Quando Hipácio foi reconhecido como abade, obteve acesso a uma considerável base material, isto é, aos recursos econômicos arrecadados e produzidos pela sua comunidade.56 Em sua narrativa, Calínico oferece evidências que nos possibilitam dimensionar a base econômica do mosteiro, como a sua inserção na rede monástica de Isaac.

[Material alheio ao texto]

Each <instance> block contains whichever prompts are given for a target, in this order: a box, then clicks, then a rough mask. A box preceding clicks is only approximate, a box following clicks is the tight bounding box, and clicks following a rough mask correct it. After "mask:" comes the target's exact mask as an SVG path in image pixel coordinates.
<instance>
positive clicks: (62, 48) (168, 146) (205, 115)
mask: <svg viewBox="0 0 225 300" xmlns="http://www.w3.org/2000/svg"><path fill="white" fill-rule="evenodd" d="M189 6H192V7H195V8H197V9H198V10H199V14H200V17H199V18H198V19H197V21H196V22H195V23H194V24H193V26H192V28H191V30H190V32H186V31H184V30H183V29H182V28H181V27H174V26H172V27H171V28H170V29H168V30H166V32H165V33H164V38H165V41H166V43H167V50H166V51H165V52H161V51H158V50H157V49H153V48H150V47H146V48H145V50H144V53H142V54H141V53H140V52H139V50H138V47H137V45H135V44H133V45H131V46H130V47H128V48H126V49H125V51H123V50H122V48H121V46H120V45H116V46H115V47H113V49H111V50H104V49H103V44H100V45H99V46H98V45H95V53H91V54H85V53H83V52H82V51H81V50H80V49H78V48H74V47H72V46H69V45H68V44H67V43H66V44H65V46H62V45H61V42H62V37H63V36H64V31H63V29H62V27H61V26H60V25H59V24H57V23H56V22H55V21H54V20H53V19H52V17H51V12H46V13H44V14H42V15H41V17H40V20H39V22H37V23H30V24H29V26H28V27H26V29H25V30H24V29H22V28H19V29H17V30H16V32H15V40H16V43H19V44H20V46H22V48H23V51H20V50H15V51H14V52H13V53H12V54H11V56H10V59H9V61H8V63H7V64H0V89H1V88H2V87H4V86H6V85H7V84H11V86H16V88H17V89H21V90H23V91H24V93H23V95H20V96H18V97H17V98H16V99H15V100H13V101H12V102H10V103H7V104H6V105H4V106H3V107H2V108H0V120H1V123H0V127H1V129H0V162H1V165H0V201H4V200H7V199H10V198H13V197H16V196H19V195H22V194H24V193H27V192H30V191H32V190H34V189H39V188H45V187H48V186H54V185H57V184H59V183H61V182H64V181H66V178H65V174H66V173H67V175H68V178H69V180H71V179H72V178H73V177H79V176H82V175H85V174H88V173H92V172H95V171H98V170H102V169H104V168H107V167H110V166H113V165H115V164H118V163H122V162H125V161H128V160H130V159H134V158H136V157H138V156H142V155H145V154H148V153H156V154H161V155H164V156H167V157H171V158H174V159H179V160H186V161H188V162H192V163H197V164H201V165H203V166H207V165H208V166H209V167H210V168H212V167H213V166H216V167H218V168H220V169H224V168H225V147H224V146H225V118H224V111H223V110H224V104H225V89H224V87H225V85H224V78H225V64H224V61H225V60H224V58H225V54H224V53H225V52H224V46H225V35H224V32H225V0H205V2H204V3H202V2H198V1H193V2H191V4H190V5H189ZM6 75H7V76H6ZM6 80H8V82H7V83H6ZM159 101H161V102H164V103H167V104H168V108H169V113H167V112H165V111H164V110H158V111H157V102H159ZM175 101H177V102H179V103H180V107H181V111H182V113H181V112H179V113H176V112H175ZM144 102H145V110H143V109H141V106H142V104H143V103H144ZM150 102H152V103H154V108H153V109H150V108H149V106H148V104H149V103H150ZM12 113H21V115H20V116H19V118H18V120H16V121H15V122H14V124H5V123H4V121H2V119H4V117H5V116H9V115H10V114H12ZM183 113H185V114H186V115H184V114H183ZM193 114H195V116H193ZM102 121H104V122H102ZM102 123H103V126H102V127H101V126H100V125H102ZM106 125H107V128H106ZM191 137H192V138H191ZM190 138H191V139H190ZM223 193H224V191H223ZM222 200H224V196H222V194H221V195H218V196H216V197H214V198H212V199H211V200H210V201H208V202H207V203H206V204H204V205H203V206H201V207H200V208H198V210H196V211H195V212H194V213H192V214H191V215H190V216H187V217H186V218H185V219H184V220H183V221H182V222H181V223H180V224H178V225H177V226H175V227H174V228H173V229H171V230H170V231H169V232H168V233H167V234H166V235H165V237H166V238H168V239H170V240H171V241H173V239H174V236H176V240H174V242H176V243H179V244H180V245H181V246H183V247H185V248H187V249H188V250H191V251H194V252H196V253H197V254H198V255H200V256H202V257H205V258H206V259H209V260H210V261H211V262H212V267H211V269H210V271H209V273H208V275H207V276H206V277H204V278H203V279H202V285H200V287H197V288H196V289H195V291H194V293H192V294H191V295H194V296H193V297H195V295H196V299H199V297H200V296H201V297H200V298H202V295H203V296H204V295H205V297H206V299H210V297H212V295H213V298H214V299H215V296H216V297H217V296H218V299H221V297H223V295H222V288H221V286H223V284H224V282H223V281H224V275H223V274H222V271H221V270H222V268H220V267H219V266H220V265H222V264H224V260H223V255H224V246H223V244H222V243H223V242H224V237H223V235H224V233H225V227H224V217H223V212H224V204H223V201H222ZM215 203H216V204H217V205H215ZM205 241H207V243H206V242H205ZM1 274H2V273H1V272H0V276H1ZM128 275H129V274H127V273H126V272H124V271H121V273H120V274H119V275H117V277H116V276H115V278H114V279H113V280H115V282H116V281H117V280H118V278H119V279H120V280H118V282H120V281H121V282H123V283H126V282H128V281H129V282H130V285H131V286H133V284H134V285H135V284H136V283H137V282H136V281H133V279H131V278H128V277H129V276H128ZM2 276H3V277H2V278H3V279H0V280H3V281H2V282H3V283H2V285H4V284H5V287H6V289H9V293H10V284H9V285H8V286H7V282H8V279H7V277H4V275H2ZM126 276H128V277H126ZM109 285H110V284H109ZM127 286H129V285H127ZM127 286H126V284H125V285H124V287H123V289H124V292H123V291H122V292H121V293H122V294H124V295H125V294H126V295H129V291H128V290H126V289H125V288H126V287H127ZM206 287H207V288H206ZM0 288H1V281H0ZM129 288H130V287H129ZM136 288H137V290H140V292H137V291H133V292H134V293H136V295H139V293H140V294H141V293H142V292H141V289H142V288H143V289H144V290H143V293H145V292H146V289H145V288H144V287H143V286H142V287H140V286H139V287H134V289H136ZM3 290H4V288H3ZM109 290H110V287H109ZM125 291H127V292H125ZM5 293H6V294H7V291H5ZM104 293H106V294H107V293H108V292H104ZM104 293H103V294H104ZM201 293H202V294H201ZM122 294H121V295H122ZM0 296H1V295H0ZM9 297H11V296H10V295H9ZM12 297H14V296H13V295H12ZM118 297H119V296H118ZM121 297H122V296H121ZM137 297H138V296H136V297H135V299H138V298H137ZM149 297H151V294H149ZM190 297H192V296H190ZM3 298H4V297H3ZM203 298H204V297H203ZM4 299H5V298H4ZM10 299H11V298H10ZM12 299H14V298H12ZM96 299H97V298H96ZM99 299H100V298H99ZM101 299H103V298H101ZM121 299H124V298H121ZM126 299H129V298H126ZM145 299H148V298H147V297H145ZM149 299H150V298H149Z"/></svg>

Naquela época estavam fundando mosteiros pouco a pouco enquanto ainda vivia o abba Isaac, que estimulava ao zelo todos os monges. Em consequência, na própria Cidade e também fora dela, nas proximidades e a considerável distância havia surgido um grande número de mosteiros em cada um dos quais moravam até cento e cinquenta monges que louvavam a Deus. O bem-aventurado Isaac os supervisionava como a seus próprios filhos. Por isso, ia também com frequência até Hipácio [...] Sempre que sabia que lhe faltavam subsistências, se ele mesmo não dispunha delas, falava com os que eram ricos e cristãos e estes as enviavam. E todos lhe tinham estima e o escutavam como a um pai.57

Isaac supervisionava os mosteiros de Constantinopla e proximidades, orientando os monges, como se fosse a seus próprios filhos, e frequentemente visitava Hipácio. Ademais,

56 Trata-se de uma forma de capital que pode ser avaliado em termos monetários, mas também em unidades físicas, que constituem algum tipo de posse, como a terra, bens imobiliários, etc. Cf.: LEBARON, Frédéric, Op. Cit., Loc. Cit.57 VH, 11, 1-4, grifo nosso.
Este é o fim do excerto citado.